Witnesses for next Wednesday’s committee hearing will include Miah Cerrillo, a fourth-grader at Robb Elementary; Felix Rubio and Kimberly Rubio, 10-year-old daughter Alexandria “Lexi” Rubio was murdered at Robb Elementary; Zeneta Everhart, whose son Zaire Goodman was injured in Buffalo; and Dr. Roy Guerrero, a pediatrician from Uvalde. Buffalo Police Commissioner Joseph Gramaglia will also testify.
The announcement of the Washington hearing came on the same day that a Texas state lawmaker set up a committee to “conduct an examination of the circumstances” surrounding Uvalde’s shooting.
“The fact that we still don’t have an accurate picture of exactly what happened in Uvalde is outrageous,” Texas House Speaker Dade Phelan said in a statement Friday.
Texas Rep.
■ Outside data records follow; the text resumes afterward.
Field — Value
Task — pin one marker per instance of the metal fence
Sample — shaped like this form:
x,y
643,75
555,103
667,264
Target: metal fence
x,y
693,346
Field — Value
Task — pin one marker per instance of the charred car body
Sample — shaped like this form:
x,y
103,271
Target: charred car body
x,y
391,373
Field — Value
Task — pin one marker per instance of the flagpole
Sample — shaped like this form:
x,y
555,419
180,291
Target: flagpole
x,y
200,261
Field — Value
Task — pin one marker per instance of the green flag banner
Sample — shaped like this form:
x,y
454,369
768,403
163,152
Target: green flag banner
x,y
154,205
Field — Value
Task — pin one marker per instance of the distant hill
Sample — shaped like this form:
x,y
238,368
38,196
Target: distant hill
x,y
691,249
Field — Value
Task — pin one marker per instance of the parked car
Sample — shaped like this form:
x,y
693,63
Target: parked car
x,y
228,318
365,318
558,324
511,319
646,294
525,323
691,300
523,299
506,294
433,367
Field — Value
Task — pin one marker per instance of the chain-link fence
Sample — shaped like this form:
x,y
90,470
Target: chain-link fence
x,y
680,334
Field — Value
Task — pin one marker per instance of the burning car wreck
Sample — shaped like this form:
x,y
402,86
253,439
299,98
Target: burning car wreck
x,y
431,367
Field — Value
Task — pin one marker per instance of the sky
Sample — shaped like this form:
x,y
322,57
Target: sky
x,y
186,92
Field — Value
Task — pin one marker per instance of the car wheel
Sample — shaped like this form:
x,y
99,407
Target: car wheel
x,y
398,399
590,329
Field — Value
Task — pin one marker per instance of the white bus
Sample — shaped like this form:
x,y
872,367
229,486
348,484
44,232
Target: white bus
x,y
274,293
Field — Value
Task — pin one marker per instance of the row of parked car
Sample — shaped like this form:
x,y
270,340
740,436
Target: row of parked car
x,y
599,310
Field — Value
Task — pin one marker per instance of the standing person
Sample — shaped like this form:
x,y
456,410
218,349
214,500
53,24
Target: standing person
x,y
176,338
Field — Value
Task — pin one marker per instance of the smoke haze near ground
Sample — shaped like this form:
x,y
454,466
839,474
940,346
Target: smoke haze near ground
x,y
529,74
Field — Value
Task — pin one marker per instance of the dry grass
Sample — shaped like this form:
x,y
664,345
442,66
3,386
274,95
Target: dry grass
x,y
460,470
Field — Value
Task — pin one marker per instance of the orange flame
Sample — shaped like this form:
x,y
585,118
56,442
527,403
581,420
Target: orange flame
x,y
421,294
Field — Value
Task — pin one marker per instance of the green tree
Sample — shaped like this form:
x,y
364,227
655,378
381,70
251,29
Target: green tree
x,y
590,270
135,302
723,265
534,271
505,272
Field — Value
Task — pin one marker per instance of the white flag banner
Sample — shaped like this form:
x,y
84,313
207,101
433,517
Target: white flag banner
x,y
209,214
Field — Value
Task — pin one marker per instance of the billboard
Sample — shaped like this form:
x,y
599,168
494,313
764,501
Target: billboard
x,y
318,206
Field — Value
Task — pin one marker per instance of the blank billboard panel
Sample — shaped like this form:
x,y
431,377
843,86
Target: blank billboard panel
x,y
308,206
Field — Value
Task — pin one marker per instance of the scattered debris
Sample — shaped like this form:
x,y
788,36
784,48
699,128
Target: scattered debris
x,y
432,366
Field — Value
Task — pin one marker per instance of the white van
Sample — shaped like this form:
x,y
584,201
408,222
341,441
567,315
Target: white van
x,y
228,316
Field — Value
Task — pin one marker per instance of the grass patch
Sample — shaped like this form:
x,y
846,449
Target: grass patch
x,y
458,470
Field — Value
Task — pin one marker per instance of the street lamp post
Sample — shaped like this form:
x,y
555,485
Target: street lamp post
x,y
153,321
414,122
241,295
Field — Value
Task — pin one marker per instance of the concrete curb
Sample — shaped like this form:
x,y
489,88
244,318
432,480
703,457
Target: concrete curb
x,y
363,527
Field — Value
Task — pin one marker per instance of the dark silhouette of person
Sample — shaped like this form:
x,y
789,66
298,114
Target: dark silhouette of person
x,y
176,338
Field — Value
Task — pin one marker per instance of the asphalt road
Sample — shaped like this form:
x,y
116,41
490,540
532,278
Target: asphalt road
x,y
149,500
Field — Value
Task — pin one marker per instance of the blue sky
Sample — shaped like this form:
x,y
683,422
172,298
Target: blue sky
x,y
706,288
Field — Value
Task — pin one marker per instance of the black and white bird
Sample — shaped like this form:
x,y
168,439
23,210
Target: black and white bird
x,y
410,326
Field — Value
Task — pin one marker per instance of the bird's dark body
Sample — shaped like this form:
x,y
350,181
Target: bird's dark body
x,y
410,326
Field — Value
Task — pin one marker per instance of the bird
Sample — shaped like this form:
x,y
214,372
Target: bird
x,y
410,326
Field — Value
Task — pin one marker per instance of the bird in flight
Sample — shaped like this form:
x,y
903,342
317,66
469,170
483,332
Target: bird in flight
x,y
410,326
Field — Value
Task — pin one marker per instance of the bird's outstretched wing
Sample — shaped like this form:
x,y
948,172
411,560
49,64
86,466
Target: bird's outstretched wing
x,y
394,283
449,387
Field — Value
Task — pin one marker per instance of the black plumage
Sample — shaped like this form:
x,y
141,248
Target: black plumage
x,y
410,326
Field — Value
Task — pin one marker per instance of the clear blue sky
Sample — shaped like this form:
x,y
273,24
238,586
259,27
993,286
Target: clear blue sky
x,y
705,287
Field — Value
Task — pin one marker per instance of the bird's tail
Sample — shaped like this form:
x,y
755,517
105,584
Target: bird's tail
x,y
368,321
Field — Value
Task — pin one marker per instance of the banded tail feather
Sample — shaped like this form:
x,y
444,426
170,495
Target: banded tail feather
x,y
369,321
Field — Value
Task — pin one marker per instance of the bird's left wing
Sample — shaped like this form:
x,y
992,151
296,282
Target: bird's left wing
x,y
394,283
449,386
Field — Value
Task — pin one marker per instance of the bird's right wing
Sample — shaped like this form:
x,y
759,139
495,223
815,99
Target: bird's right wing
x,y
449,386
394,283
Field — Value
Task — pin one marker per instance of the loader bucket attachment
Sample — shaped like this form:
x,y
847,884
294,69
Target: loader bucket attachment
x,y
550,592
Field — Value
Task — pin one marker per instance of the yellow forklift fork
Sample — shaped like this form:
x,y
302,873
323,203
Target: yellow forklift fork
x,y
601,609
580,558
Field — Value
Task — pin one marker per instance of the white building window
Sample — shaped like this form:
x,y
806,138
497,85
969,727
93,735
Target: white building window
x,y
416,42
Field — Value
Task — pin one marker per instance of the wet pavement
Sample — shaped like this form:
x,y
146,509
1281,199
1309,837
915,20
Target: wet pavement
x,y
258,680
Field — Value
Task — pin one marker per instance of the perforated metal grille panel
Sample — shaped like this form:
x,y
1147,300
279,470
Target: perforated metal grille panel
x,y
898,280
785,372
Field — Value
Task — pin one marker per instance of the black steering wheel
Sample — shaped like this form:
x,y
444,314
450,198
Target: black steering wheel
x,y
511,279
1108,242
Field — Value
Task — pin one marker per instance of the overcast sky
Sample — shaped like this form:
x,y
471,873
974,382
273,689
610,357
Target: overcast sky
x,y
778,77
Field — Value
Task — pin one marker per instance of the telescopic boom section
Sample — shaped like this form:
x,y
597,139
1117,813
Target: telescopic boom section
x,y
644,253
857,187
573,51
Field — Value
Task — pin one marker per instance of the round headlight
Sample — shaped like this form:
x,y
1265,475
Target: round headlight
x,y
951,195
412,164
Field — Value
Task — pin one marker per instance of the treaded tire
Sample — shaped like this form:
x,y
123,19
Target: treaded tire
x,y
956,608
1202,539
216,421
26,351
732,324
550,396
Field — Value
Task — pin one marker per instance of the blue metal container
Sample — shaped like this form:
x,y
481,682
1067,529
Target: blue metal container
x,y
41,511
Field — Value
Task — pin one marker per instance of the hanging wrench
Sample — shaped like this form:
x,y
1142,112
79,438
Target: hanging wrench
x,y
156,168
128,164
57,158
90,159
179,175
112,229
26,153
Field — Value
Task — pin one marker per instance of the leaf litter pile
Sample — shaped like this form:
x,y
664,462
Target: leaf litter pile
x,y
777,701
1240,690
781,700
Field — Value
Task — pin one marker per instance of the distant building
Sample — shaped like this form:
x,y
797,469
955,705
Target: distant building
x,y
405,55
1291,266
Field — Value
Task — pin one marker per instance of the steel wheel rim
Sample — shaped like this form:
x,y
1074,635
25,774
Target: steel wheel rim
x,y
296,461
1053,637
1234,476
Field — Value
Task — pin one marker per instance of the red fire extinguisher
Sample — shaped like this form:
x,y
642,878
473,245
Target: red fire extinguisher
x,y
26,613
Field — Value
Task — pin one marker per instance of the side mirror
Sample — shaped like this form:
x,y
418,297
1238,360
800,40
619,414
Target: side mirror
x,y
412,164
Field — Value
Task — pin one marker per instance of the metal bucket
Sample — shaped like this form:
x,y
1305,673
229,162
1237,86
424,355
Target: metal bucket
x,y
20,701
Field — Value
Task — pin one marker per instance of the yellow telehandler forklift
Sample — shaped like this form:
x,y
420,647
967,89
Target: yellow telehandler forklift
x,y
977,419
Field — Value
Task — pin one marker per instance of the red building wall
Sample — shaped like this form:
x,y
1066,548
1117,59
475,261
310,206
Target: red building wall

Dustin Burrows, a Republican, Joe Moody, a Democrat, and Texas Supreme Court Retired Judge Eva Guzman, a Republican, have been appointed to the committee.
Flowers have been laid at a monument at Robb Elementary School in Uvalde, Texas. (AP)
The state senator is asking for more answers
Investigators from local, state and federal agencies say they are working to determine more about the circumstances behind the Uvalde shooting.
Search orders have been issued for the mobile phone, vehicle and home of his grandparents in the shooter, according to court records obtained by CNN.
The order gives investigators the authority to make a forensic discharge from the mobile phone – which was next to his body – in search of a motive.
However, criticism continues as to whether the authorities responded quickly enough to neutralize the gunman, as well as the lack of transparency of …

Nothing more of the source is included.